Arkansas Advocates for Children and Families opposes SB620, a bill to create a pilot K-12 education voucher program in Pulaski County. AACF believes that every child deserves a high-quality education. We also believe that efforts to improve educational outcomes should be evidence-based and have a proven track record of success. Education voucher programs like SB620 fail on both criteria.
Over the past 20 years, research on the impact of school vouchers on students and neighborhood schools in the U.S. and abroad has found generally negative results. Recent studies of voucher programs in large urban U.S. districts have found that vouchers not only often fail to help the students they intend to serve, but they can do more harm to both voucher students and school districts.

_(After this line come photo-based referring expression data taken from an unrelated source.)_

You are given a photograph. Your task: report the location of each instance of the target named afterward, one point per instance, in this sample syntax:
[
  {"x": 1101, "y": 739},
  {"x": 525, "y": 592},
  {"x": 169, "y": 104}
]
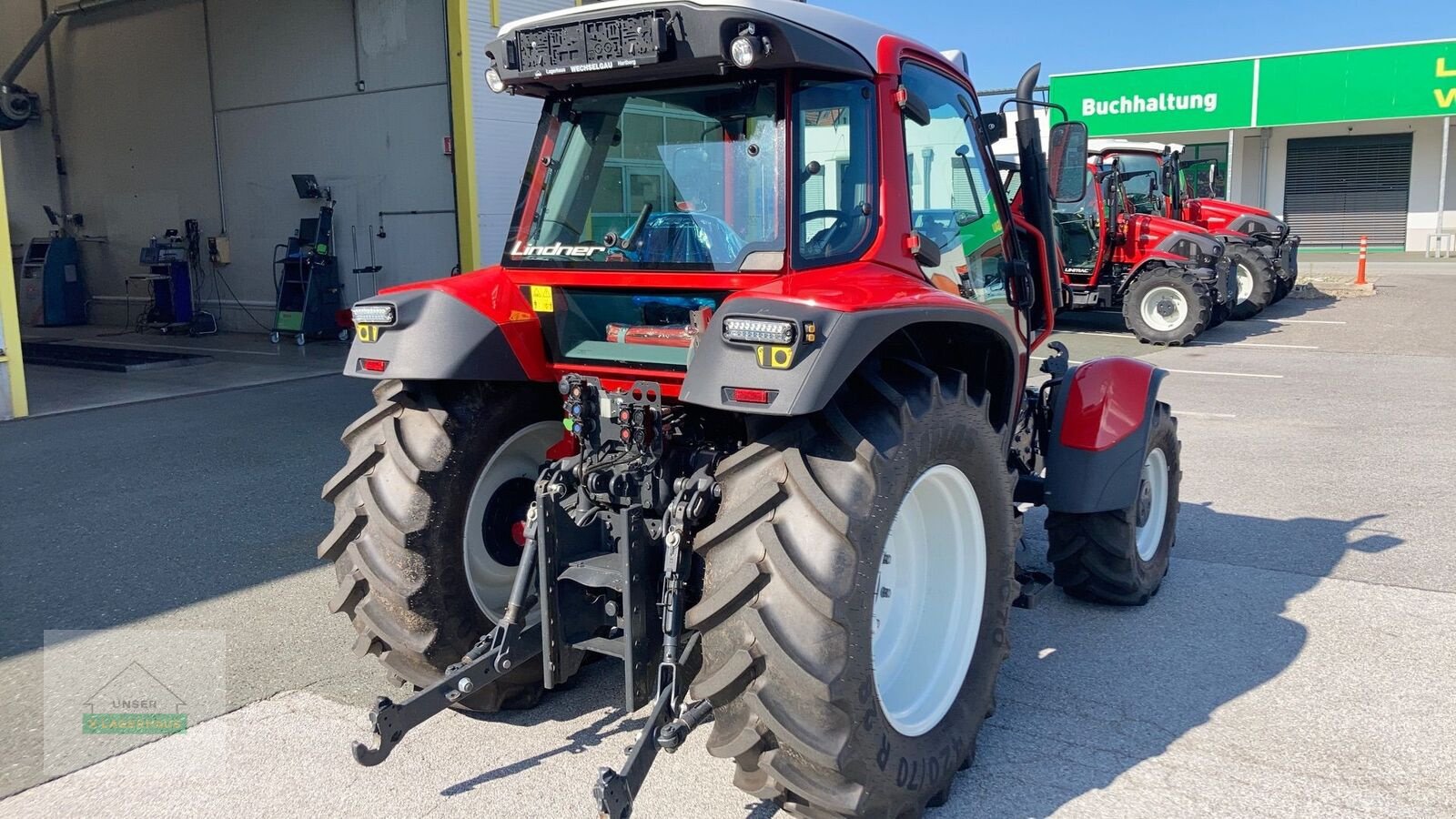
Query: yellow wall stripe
[
  {"x": 462, "y": 130},
  {"x": 11, "y": 314}
]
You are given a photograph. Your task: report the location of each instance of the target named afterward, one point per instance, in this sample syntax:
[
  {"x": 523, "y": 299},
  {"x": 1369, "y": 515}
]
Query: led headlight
[
  {"x": 380, "y": 315},
  {"x": 494, "y": 80},
  {"x": 759, "y": 331},
  {"x": 744, "y": 50}
]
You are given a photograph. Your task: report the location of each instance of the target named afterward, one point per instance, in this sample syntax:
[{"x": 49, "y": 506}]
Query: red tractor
[
  {"x": 711, "y": 416},
  {"x": 1261, "y": 249},
  {"x": 1169, "y": 280}
]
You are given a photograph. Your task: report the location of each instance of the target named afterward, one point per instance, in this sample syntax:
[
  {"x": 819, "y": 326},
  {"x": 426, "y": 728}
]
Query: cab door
[{"x": 954, "y": 198}]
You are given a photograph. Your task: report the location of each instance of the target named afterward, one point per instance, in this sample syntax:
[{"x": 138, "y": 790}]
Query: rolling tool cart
[
  {"x": 306, "y": 274},
  {"x": 169, "y": 280}
]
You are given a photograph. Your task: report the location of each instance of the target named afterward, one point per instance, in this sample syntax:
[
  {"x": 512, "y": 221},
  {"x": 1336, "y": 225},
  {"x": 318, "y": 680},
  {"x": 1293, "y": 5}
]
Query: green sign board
[
  {"x": 1360, "y": 84},
  {"x": 1149, "y": 101},
  {"x": 1380, "y": 82}
]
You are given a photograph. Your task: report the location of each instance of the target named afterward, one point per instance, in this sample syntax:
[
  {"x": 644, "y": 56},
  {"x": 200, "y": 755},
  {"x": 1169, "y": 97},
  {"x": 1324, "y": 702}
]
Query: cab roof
[
  {"x": 859, "y": 35},
  {"x": 1099, "y": 146}
]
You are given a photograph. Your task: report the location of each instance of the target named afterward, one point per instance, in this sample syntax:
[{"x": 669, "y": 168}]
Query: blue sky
[{"x": 1006, "y": 36}]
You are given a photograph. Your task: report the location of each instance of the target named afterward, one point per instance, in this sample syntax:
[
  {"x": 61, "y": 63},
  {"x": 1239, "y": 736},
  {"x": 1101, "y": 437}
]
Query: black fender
[
  {"x": 434, "y": 337},
  {"x": 829, "y": 346},
  {"x": 1103, "y": 413}
]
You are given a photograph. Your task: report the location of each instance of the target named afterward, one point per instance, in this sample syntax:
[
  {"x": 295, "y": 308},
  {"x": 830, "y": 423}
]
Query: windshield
[
  {"x": 1142, "y": 179},
  {"x": 670, "y": 178},
  {"x": 1200, "y": 179}
]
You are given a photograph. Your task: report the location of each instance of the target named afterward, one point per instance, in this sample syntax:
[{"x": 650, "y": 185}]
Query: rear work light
[
  {"x": 759, "y": 331},
  {"x": 382, "y": 315},
  {"x": 744, "y": 395}
]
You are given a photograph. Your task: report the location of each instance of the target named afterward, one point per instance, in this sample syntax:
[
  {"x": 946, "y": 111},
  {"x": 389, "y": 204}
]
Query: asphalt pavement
[{"x": 1298, "y": 661}]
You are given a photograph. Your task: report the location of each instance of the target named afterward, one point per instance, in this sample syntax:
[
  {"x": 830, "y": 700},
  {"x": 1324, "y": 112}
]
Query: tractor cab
[
  {"x": 698, "y": 153},
  {"x": 1116, "y": 245}
]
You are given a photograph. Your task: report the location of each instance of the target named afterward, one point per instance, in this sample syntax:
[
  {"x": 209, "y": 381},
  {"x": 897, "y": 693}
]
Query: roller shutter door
[{"x": 1340, "y": 188}]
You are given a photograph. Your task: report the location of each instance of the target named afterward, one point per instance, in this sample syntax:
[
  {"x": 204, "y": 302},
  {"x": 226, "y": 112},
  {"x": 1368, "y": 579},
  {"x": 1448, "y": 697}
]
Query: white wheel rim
[
  {"x": 1245, "y": 281},
  {"x": 1164, "y": 309},
  {"x": 1152, "y": 504},
  {"x": 931, "y": 591},
  {"x": 521, "y": 457}
]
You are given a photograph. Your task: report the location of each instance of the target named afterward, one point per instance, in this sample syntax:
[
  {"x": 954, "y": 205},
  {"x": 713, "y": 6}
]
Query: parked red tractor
[
  {"x": 711, "y": 416},
  {"x": 1169, "y": 280},
  {"x": 1261, "y": 249}
]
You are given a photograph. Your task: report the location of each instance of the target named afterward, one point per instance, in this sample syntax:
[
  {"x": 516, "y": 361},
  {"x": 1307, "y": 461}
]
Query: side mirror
[
  {"x": 1067, "y": 160},
  {"x": 915, "y": 108},
  {"x": 995, "y": 124},
  {"x": 926, "y": 252}
]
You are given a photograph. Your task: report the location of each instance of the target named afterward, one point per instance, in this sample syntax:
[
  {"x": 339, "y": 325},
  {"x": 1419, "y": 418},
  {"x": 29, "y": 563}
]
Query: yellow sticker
[{"x": 775, "y": 358}]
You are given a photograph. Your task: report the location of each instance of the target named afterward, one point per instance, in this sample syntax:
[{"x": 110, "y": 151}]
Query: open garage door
[{"x": 1340, "y": 188}]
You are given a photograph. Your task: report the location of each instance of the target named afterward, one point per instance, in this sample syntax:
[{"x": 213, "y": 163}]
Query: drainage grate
[{"x": 108, "y": 359}]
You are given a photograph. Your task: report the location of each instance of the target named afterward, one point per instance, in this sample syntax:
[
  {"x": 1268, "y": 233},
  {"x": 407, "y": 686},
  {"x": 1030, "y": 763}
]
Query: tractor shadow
[
  {"x": 594, "y": 687},
  {"x": 1092, "y": 691}
]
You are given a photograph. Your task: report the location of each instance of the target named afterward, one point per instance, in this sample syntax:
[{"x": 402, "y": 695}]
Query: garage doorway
[{"x": 1340, "y": 188}]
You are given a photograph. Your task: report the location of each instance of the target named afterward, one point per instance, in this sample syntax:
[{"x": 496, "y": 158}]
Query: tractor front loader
[
  {"x": 1263, "y": 252},
  {"x": 723, "y": 413},
  {"x": 1171, "y": 280}
]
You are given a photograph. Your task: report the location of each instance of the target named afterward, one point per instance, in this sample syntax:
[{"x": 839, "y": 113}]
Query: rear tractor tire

The bill would spend $3.5 million a year in taxpayer funds to send 500 students to private schools. The remaining 51,000 students attending the four traditional public schools in Pulaski County would be shortchanged by this bill in three ways. First, they would be denied the extra investment from the Governor’s discretionary funds afforded these 500 students. Second, three of the four school districts would lose state funding for any of their students who opt for the voucher program. When the Little Rock School District returns to local control, it, too, would lose state funding per pupil transferring to a private school under the program. Finally, the remaining students would be ineligible to compete for the college scholarships offered for students who graduate under the voucher program, regardless of their academic standing or financial need.
SB620 undermines legislative support for public education and would take dollars away from Arkansas public schools (which currently educate at least 9 out of 10 students) to fund private schools at taxpayers’ expense. Today, SB620 targets Pulaski County. In future years, it could be Pine Bluff, Northwest Arkansas, or a community near you.
Also of concern is that, although the bill requires student-level oversight with regard to academic progress, no such oversight is required of the schools themselves. The lack of transparency in the difference between a failing and passing grade in private schools is a fundamental reason for keeping public funding out of private schools.
Arkansas taxpayer dollars for education should be invested in public schools — not shifted into private school vouchers — so that every child in every community has the opportunity for a great public education. We need to get serious about doing what works and invest in neighborhood public schools so that students have inviting classrooms, a well-rounded curriculum, smaller class sizes to support one-on-one attention, high-quality early childhood education and afterschool and summer programs, literacy programs to ensure all students read at grade level, and support services such as health care and nutrition for students who need them.